You could add - and one of my readers did - that the company is underspending on stores. Tired old stores with slow inventory turns and stale product - that is not the way to take on Whole Foods. And unless you are going to shave margins to nothing it is hardly a way to take on Walmart.
If I had to make a bet on this my guess is that it will have to restructure in some form. This might be a sale (for debt reduction) of a large part of the business or it may be Chapter 11. Whatever - this is not easy and not an obvious value stock.
Would I short the stock?
There is a big short interest in the stock. I think the company is probably going to continue to have a rough time. I am a short seller. The obvious question is "would I short the stock?"
Here the answer is surprisingly no. The company in aggregate is not cheap (EV to sales is going to wind up somewhere near 25 percent) but the equity is cheap. Why? Well if things go right (and things always can go right) and the company gets say 100bps more margin - then the stock looks staggeringly cheap.
There are 35 billion in sales. 1 percent margin increase is 350 million per annum. That is very meaningful relative to a market cap of $1.3 billion. Add in a big short interest and the stock could be very strong.
The leverage that makes this whole thing problematic works both ways. If the management can right this ship the stock could be a big winner.
Have the management done a good job
My bullish commentator thinks the management have done a good job. As far as I can tell he is right. They have shrunk the business (a lot), paid off a lot of debt, and it appears been pretty straight-up-and-down about it. I am a little irked by the falling turnover (it will make the product stale) but that might just be the hand they were dealt.
I have not done a lot of work. I have not walked around these stores. I have not done any apple-freshness tests. But on the numbers I see no reason to believe management have not been pretty good.

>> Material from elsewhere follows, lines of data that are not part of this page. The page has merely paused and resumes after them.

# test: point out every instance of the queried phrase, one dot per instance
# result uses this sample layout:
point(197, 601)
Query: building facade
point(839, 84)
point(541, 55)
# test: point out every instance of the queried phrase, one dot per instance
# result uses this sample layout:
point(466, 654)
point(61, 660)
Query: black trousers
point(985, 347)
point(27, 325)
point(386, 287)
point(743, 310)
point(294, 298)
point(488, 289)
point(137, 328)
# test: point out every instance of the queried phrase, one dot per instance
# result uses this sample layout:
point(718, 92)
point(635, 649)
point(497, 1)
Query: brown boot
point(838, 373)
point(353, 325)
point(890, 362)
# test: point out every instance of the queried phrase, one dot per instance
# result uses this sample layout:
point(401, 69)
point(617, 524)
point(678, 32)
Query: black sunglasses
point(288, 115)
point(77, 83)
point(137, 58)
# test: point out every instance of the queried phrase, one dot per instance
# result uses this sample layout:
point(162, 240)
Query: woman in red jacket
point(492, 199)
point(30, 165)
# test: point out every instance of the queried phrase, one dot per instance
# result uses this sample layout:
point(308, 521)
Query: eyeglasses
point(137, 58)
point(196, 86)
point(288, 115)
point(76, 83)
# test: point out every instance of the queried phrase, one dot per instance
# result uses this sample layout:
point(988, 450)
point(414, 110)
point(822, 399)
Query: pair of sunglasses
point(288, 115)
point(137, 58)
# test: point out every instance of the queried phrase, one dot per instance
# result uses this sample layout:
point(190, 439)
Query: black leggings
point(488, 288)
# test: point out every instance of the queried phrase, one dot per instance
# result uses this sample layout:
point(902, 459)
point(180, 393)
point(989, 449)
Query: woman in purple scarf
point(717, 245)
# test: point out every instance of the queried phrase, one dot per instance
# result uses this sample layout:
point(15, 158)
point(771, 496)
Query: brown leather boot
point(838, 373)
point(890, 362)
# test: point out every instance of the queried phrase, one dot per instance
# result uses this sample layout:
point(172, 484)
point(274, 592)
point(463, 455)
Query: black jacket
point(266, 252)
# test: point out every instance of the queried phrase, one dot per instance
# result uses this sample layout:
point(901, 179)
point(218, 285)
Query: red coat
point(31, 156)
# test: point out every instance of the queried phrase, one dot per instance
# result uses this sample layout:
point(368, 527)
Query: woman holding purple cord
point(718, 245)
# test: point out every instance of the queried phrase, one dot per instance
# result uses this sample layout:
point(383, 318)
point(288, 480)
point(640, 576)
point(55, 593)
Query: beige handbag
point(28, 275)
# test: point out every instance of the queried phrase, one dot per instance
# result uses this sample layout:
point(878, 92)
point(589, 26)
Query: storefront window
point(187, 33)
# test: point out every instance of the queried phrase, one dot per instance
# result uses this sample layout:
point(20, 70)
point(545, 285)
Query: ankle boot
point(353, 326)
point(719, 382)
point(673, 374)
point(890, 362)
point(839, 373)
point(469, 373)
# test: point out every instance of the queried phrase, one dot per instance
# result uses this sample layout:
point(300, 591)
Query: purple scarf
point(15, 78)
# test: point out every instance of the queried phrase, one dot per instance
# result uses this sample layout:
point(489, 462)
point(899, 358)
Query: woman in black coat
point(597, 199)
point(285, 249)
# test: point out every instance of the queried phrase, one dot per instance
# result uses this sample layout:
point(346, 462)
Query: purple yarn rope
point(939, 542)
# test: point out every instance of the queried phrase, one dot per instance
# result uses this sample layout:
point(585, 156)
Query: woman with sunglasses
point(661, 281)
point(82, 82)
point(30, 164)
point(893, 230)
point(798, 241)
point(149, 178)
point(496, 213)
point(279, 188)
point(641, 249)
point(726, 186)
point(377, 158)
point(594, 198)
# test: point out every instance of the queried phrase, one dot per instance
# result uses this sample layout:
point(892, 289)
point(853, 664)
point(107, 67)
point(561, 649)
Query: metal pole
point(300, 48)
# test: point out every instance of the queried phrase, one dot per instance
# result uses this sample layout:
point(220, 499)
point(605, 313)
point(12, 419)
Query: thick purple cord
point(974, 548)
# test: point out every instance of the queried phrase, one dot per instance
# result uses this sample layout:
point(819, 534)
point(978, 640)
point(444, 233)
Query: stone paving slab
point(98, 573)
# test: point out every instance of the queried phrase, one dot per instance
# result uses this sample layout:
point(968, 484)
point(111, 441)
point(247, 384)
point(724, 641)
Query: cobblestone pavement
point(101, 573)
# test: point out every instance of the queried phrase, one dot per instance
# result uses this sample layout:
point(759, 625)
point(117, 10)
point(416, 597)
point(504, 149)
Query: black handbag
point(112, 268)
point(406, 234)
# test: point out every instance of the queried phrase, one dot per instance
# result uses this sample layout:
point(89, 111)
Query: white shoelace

That is a blessing and a curse. Good management will be necessary to salvage this situation. But if these stores have been well managed then getting a new broom in can't save the situation. You have to play the cards that are dealt.
Summary
If SuperValu is proof that there is value easily detectable in companies under $5 billion in market cap then - frankly - I think I will take my large caps.
I would not be long this without tangible on-the-ground evidence (from surveying up to 30 stores in different locations) that this really has turned around. Because at the moment this does not pass the Wayne Gretsky test of value. In five years it looks really really bad.
And I would not be short it either with that leverage without a decent understanding of their day-to-day liquidity and just how short-dated the situation is.
This one belongs in the too-hard basket. And half a day is wasted looking at another stock that ultimately I don't care about.
John
*For disclosure purposes we were once short Hewlett Packard but have covered, we are long Vodafone and Google - two of our biggest positions, and we were once long Total but have sold.